山崎拓・自民党元副総裁(以下、山崎) 米国は、日本への侵略対処は、安保条約5条に基づく共同対処だという。その場合、米国の軍事力と中国の軍事力が衝突して全面戦争になる。米中戦争になったら、人類は死滅する。米国も避けたいし、中国も避けたい。相当軍事力に差があれば別だが、核兵器、大陸間弾道ミサイル(ICBM)、潜水艦発射弾道ミサイル(SLBM)を米国も中国も持っているから、ともに戦争はしたくない。核兵器を使いたくない。使ったら相手をやっつけることはできても、自分のところも廃墟と化すからだ。米国の為政者も中国の為政者もそれほどバカじゃないから、わかっている。「日本のために戦争をさせないでくれ」というのが、彼らの気持ちですよ。親中派のケリーが訪中して、北朝鮮問題で話し合ったということになっているけど、日本をあまり頑張らせないから中国も手控えてくれと言っているはずだ。ケリーは日本と中国の間に入るつもりだ。
<安倍政権には外交戦略がない>
――安倍首相の外交は単純過ぎると言えるのではないか。
山崎 ロシア、中東に行くのはいいが、あまり戦略的ではない。同行記者団によると、世耕内閣官房副長官が歯舞、色丹の二島返還で、国後、択捉は継続協議とすると言ったようだが、間違いだ。尖閣・竹島問題にもろに響く。プーチンはもともとKGBだから牽制球を投げ、心にもないことを言って攪乱している。日本は領土問題で半分でいい、あとは継続審議だとなれば、中国は、なぜ尖閣では妥協しないんだ、なぜ棚上げしないんだ、こっちも棚上げしろということになる。中国は棚上げの立場だ。安倍政権は尖閣に関しては、領土問題は存在しないと言っている手前、棚上げを容認したら安倍政権は吹っ飛びかねない。この政権は戦略が定まっていない。領土や拉致問題で点数を稼ごう、中国と全面対決していいところを見せようとするが、墓穴を掘っている。経済問題一本で参議院選挙が終わるまでいったら良かったのに、老婆心ながら心配している。
<選挙まで形勢が変わらなければいいが・・・>
――なぜ隠しきれないのか。政治家、権力者の行動パターン、心理パターンをお聞きしたい。経営者なら決めたことは儲かるためにはそのとおりするけれど、政治家も権力を維持するためには隠しておけばいいのに。
山崎 人気稼業だからですよ。
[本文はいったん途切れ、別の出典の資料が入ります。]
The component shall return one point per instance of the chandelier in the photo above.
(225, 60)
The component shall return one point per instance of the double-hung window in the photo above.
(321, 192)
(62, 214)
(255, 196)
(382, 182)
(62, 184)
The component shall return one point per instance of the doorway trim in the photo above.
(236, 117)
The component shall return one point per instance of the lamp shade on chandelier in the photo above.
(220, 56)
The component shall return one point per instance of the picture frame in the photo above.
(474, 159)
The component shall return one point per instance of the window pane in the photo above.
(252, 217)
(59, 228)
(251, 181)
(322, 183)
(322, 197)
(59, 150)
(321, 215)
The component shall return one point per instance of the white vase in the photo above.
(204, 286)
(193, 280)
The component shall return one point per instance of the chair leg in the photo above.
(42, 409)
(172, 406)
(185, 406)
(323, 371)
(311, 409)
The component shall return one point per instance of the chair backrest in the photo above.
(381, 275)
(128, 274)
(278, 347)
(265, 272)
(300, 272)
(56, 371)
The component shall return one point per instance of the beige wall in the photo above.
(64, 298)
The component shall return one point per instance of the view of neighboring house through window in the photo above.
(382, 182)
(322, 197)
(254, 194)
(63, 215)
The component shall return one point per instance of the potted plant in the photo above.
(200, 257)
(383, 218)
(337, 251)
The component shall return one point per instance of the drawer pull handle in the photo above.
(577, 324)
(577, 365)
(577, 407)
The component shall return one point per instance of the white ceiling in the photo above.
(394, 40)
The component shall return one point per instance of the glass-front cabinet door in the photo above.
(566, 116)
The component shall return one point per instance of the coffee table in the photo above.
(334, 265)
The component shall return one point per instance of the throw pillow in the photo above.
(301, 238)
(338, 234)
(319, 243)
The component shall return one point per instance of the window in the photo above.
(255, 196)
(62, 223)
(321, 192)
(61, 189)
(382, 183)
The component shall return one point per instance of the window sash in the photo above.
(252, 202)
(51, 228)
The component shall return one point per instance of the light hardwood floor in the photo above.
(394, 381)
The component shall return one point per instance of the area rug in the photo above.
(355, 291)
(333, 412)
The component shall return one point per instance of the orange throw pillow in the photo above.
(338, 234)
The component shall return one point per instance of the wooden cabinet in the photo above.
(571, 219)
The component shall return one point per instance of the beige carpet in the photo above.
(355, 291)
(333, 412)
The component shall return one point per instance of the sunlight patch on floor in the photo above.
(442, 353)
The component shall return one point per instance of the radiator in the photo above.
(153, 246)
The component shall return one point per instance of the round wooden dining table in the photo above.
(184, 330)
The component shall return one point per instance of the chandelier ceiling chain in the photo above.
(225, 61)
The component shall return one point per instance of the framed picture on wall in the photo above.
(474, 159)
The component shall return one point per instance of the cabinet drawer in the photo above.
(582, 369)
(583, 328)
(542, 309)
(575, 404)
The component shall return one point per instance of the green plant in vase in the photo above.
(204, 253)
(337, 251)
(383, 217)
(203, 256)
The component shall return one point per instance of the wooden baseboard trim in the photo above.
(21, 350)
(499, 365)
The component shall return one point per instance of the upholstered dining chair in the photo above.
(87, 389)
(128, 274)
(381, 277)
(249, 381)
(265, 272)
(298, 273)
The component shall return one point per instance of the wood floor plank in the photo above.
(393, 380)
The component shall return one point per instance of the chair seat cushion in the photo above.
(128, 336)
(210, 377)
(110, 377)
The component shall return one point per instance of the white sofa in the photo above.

支持率が高いとつい何でもやれると錯覚する。
――局面を変えてもらわないと困るのではないか。山崎先生は近未来政治研究会の最高顧問として、自民党政権存続の方向で支持しておられるわけですね。
山崎 そのとおりですよ。参議院選挙で過半数、維新と合わせて3分の2をとるのが目論見。果たして、あと3カ月形勢が変わらないかどうかが当面の問題だ。
――公明はついていくのか。
山崎 公明党は今まで平和主義と福祉の党として存在感を示してきた。しかし、現在は与党ぼけしてきたと言う人もいる。選挙を担う創価学会の中枢の方々は、日中国交正常化に功績がある池田大作名誉会長の薫陶を受けておられる。その方々が、現在のように行き詰まった日中関係の打開のために、公明党がひと働きするように指導してもらいたいと期待している。その意味では過日の山口那津男代表の訪中は立派な成果を挙げたと評価している。